The coconuts are then processed into coconut oil by the Venus One Tourism Academy, which is a college that specializes in teaching hospitality services. The coconut oil, along with moringa and gotu kola, are then made into herbal soaps.
At that point, students have the opportunity to practice their entrepreneurship skills, and sell the soap to raise money for themselves and the university.
What this means:
This might sound like a publicity gimmick. But the school has actually been accepting coconuts for payment since March, and only recently did the media catch wind of the program.
And why not? These items actually have real value and use. Plus, students take part in a real world economics lesson; harvesting raw materials, processing them into a more valuable product, and then marketing and selling that product.
Bali has hit some tough economic times, and this is a way to keep creating value regardless. In this case, Bali is suffering from the lack of foreign dollars injected into its economy. In the West, the actual stability and value of the dollar, as well as other currencies, is at risk of inflation due to the massive amounts of money printing. There’s nothing of real value to back it up-- such as gold or increased economic output.
Don’t take this as an apocalyptic prediction. The world is not going to end, even if the dollar does. But right now, everything is on the table, and it makes sense to think through worst case scenarios.
We often discuss the benefit of keeping some gold or silver on hand that could be used as money in an emergency-- after all it has a 5,000 year history of value. And of course there are other ways to store value-- art, antique weapons, or productive land to name a few.
But these are not always easily transported and traded, or immediately useful.
So let’s discuss some other ways to create “money” in an emergency, worst case scenario.
What you can do about it:
Coconuts alone are not a great medium of exchange. They are bulky, perishable, and not everyone likes to eat them. Soap, on the other hand, is universally valuable, relatively compact, and does not go bad. If it was scarce, the value would increase accordingly-- that’s just basic supply and demand economics.
The same thing applies to dried beans or grain, for instance. They store well, can be eaten, but in typical times, they are not hard to come by. However, if supply chains suffered and food became scarce, their value would increase.
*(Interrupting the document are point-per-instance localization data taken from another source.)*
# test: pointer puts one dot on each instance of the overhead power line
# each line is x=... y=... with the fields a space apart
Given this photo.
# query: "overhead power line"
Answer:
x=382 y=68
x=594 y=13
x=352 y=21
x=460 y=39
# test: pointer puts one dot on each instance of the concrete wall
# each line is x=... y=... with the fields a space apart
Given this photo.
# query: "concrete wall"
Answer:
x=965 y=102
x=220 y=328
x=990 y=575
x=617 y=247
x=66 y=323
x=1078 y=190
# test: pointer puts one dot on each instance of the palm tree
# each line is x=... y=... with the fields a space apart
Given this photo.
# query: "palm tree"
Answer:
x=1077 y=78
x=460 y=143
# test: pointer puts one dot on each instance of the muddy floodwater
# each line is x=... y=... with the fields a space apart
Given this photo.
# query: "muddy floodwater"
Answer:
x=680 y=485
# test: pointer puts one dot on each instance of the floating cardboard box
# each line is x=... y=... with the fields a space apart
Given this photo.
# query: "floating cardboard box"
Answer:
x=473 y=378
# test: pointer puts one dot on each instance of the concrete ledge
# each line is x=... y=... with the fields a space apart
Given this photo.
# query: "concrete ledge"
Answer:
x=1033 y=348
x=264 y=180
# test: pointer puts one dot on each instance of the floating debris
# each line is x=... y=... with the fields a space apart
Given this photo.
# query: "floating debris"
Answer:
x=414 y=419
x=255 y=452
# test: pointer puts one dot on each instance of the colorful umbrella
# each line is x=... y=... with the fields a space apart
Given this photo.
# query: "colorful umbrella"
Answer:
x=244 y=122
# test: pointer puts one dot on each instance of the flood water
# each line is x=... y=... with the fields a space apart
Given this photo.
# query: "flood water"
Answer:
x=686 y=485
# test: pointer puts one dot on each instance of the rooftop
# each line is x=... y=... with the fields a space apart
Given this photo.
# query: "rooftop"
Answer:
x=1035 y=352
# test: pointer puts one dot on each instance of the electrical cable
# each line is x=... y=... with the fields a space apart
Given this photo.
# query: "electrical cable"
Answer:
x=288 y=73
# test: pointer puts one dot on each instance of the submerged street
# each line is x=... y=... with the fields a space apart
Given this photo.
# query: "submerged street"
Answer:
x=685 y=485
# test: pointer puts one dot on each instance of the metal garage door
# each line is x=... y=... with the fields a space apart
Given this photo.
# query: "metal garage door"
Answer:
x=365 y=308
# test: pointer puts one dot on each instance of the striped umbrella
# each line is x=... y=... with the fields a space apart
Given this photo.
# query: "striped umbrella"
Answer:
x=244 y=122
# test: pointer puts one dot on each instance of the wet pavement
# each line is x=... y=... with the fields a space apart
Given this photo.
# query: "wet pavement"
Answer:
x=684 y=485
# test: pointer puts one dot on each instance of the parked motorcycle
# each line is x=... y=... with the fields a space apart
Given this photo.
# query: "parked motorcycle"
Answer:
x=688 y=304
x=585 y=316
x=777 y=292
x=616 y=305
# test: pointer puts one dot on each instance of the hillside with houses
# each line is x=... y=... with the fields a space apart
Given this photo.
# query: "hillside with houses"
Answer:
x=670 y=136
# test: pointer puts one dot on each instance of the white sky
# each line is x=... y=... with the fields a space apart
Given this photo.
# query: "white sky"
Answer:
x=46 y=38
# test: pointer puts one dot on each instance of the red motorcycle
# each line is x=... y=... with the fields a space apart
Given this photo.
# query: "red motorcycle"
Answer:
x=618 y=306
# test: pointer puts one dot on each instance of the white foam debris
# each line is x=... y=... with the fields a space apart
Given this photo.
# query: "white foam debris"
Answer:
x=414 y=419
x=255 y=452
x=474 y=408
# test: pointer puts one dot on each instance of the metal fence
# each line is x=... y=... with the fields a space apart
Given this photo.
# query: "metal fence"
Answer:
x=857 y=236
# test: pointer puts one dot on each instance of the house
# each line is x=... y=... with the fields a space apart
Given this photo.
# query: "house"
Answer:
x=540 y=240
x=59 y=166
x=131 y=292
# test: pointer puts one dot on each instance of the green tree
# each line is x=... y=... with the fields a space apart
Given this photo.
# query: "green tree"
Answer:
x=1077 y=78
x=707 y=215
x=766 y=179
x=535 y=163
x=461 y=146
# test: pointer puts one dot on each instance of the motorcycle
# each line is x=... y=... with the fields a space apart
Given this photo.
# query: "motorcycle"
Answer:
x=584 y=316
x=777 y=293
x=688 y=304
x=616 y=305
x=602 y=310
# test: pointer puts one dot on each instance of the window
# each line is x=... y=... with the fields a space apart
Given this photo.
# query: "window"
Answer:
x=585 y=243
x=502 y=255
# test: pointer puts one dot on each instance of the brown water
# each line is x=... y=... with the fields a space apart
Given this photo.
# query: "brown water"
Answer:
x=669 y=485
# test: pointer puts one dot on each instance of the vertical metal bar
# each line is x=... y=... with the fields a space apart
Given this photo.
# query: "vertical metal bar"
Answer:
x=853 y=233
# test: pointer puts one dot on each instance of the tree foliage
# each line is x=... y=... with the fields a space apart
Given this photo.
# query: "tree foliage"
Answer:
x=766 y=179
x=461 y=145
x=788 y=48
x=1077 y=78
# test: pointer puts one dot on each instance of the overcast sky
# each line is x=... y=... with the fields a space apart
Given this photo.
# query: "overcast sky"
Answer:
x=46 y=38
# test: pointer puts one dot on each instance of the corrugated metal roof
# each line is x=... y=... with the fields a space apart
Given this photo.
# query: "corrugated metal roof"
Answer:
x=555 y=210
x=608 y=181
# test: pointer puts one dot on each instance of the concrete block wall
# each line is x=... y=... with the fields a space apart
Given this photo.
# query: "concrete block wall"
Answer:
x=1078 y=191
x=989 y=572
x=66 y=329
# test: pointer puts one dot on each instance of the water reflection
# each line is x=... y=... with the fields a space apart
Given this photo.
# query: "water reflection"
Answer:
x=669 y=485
The added benefit of dried beans is that they can be planted to make more. You can create your own money, just like the Federal Reserve.
Grain, too, has another use. Like the coconuts, it can be processed into a product with more value-- in this case whiskey or just any old alcohol.
That can be used for sanitation purposes or fuel. It’s relatively compact, and doesn’t go bad. It can even preserve foods that would rot on their own, and extract the medicinal properties of certain plants.
Plus, drinkable alcohol is also one of those few products which remains in demand no matter what happens in the world.
So alcohol is better money than grain. But a money printer is more valuable than a stash of money.
If you own a whiskey still, you can serve as the clearinghouse for other people’s stored grain (or basically anything else that can be fermented into mash).
Just like when the college makes the coconuts collected by the students into soap, the processor controls the final, more valuable product.
By the way, real soap is made from a chemical reaction between fat and lye. Almost any fat will do-- it used to be common to use animal fat (who has seen Fight Club?).
Lye is a little harder to come by, but it can be produced by running water through wood ash. But make sure you know what you are doing, and use caution, as lye is extremely corrosive and will burn your skin.